Research on what makes a marriage work shows that people in a good marriage have completed these psychological "tasks":
- Separate emotionally from the family you grew up in; not to the point of estrangement, but enough so that your identity is separate from that of your parents and siblings.
- Build togetherness based on a shared intimacy and identity, while at the same time set boundaries to protect each partner's autonomy.
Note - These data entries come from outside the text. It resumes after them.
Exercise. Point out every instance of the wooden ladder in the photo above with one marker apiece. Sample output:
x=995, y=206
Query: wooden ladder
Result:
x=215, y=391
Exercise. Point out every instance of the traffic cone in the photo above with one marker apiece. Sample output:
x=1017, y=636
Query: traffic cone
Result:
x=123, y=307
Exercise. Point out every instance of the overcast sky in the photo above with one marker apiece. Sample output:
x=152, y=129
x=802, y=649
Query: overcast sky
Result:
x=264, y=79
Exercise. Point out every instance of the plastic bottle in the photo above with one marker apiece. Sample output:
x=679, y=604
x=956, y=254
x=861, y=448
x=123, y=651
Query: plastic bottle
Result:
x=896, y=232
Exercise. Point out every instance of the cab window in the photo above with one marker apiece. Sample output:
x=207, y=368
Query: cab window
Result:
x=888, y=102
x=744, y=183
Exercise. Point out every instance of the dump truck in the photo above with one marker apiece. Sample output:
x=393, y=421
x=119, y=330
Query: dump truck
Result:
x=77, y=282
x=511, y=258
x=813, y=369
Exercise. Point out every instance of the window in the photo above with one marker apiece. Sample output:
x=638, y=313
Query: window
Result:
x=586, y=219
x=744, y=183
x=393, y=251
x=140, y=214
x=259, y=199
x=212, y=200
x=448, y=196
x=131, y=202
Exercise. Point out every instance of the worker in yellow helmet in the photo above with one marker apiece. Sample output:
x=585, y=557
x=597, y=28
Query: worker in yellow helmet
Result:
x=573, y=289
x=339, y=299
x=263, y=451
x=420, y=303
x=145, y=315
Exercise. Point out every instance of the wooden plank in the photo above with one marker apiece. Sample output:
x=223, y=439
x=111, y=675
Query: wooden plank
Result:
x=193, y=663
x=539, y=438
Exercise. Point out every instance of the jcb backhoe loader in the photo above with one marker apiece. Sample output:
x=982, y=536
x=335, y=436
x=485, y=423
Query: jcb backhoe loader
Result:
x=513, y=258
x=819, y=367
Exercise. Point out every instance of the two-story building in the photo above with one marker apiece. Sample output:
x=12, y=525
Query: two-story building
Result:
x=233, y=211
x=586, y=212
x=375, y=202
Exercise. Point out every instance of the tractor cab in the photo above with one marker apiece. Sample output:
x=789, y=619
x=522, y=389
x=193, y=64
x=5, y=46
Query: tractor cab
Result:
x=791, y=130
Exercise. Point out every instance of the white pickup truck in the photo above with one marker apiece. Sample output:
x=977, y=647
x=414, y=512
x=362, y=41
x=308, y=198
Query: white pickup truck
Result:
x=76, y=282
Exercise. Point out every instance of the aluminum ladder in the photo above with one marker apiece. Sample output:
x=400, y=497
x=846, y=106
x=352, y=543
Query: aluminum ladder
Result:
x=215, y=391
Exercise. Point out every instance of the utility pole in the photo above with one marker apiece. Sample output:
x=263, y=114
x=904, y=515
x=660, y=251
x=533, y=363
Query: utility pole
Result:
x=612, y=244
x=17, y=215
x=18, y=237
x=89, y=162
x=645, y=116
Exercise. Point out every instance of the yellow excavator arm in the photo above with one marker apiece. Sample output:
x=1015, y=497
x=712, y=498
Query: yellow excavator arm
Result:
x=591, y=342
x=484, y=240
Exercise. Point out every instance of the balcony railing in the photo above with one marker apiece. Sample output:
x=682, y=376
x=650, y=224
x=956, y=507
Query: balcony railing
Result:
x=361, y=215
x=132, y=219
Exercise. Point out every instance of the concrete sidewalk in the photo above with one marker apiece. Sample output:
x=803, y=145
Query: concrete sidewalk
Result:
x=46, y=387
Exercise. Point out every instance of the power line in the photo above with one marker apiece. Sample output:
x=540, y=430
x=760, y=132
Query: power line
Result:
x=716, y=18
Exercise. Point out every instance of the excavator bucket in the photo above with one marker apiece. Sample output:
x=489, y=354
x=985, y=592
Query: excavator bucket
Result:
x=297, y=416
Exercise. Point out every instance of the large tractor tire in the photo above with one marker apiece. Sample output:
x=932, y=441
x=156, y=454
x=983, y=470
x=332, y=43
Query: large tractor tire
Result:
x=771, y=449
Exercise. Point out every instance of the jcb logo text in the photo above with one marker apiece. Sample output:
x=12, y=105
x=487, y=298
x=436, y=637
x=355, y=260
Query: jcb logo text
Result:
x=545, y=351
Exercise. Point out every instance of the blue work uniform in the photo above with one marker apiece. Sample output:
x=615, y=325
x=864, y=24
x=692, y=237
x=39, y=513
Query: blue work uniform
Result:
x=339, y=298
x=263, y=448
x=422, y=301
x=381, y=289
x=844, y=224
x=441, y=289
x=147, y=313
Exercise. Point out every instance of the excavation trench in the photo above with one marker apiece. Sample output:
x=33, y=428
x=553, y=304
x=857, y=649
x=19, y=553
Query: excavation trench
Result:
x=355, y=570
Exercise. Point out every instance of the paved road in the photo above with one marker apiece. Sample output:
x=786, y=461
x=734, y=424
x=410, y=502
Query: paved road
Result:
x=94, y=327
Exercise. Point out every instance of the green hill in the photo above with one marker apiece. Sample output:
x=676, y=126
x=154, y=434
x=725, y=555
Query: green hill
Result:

- Establish a rich and pleasurable sexual relationship and protect it from the intrusions of the workplace and family obligations.
- For couples with children, embrace the daunting roles of parenthood and absorb the impact of a baby's entrance into the marriage. Learn to continue the work of protecting the privacy of you and your spouse as a couple.
- Confront and master the inevitable crises of life
- Maintain the strength of the marital bond in the face of adversity. The marriage should be a safe haven in which partners are able to express their differences, anger and conflict.
- Use humor and laughter to keep things in perspective and to avoid boredom and isolation.
- Nurture and comfort each other, satisfying each partnerís needs for dependency and offering continuing encouragement and support.
- Keep alive the early romantic, idealized images of falling in love, while facing the sober realities of the changes wrought by time.
Thanks to Judith S. Wallerstein, PhD, co-author of the book The Good Marriage: How and Why Love Lasts.
關于"是什么在經營婚姻"的研究表明,那些擁有幸福婚姻的人們往往已經完成了這些心理"任務".
--在感情上與你成長的家庭分開;不要到產生隔閡的地步,但要足以使你的身份獨立于你的父母和兄弟姐妹。
--在相互的親昵和一致的基礎上建立歸屬感,但同時也要設定一些界限來保障每一個成員的自主權。
--建立一個豐富而又愉快的性關系,并保護其免受繁雜工作和家庭義務的干擾。
--對于有孩子的夫妻,坦然地接受"父母"這樣的嚴峻角色,婚姻生活也會因小寶貝的出現受到影響。作為夫妻雙方,要學會繼續保護自己和配偶的隱私。
--面對和掌控生活中不可避免的危機。
--在面對逆境時保持婚姻觀系的穩定。婚姻應當是一個安全的港灣,在這里夫妻之間可以表達他們的不同觀點,忿怒和沖突。
--通過幽默和笑聲來正確地看待事情,避免厭倦和孤立。
--扶持和安慰對方,滿足各自雙方依戀的需求,并提供持續性的鼓勵和支持。
--隨著時間的流逝,即使面對理性的現實,也要保持年輕時候一顆浪漫的心和墜入愛河時美好的理想。